The railroad further complains that the verdict of $119,637 is excessive. If it be assumed that the jury awarded the thirty-nine year old employee the present value of his past and anticipated future wages, it follows that Padgett was given slightly less than $22,000 for pain and suffering over the remaining twenty-nine years of his life expectancy. This Court has said many times that it is primarily for the trial judge to determine whether the jury verdict is excessive:
'In all events, the determination of whether a jury's verdict is excessive is resolved by the discretionary consideration of the trial judge. Southern Railway Co. v. Miller, 285 F.2d 202, 206, (85 A.L.R.2d 842) (CA6, 1960). Consumers Power Co. v. Nash, 164 F.2d 657, 660 (CA6, 1947); Cordle v. Allied Chemical Corp., 309 F.2d 821, 826 (CA6, 1962). Absent clear abuse of discretion, appellate courts will not make their own appraisals. Solomon Dehydrating Co. v. Guyton, 294 F.2d 439, 446 (CA8, 1961); Agnew v. Cox, 254 F.2d 263, 268 (CA8, 1958); National Alfalfa Dehydrating & Mill Co. v. Sorenson, 220 F.2d 858, 861 (CA8, 1955); Sebring Trucking v. White, 187 F.2d 486 (CA6, 1951).' Cutter v. Cincinnati Union Terminal Co., 361 F.2d 637, 639-640 (6th Cir.).
The railroad contends that the District Court erred in charging, over the defendant's objection, that the defense of assumption of risk was unavailable in an action under the Federal Employers' Liability Act. The railroad asserts that there was no evidence which would warrant such an instruction. One of the theories of the railroad at trial was that the plaintiff voluntarily put himself in a position of peril with full knowledge of the risk. In Tiller v.
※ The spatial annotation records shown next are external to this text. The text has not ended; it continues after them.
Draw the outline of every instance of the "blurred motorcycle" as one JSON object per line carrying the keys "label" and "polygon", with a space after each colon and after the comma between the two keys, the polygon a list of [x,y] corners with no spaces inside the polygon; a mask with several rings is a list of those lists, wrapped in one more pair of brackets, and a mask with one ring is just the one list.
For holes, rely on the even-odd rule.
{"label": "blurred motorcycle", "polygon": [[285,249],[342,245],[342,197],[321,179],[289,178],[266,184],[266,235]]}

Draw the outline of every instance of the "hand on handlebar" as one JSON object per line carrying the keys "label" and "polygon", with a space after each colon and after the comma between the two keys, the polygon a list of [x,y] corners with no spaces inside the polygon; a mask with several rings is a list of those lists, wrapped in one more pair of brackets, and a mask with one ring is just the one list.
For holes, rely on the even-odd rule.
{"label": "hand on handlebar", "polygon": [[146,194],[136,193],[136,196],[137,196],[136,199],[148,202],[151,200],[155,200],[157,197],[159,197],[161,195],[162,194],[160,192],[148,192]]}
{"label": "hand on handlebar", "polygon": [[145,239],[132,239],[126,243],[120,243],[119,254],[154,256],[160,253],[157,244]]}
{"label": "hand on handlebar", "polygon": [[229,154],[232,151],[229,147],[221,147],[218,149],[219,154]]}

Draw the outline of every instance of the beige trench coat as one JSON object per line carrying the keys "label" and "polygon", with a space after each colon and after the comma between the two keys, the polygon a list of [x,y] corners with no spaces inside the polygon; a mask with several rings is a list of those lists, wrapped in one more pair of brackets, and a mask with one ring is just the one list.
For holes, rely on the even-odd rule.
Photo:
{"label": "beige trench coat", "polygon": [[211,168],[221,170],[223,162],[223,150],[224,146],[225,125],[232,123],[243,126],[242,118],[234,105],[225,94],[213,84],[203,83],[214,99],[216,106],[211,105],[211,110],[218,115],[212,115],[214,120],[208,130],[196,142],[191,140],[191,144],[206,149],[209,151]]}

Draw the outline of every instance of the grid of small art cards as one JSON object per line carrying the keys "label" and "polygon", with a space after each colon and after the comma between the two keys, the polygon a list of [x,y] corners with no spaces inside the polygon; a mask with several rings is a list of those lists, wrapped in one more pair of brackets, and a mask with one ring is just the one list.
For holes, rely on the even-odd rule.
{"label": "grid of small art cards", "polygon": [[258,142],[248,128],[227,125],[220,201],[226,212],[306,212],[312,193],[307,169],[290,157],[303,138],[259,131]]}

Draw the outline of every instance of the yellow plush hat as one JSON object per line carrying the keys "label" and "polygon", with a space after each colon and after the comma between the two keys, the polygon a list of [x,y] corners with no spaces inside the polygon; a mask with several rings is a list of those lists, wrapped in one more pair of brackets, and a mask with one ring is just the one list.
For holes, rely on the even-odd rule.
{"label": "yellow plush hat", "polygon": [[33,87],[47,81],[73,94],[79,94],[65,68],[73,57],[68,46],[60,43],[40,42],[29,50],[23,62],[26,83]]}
Atlantic Coast Line Railroad Co., 318 U.S. 54, 58, 63 S.Ct. 444, 87 L.Ed. 610, the Supreme Court noted '* * * the hazy margin between negligence and assumption of risk * * *.' It is arguable that the railroad attempted to show assumption of risk disguised as contributory negligence. In any event, as this Court has said: 'A correct statement of law made by a district judge to a jury, though deemed by a reviewing court to be inapplicable to the situation confronted, would seldom justify reversal.' Nashville, C. & St. L. Ry. Co. v. York, supra, 127 F.2d 606, 610 (6th Cir.).
All other charges of error relied upon by the railroad have been considered and are found to be without merit.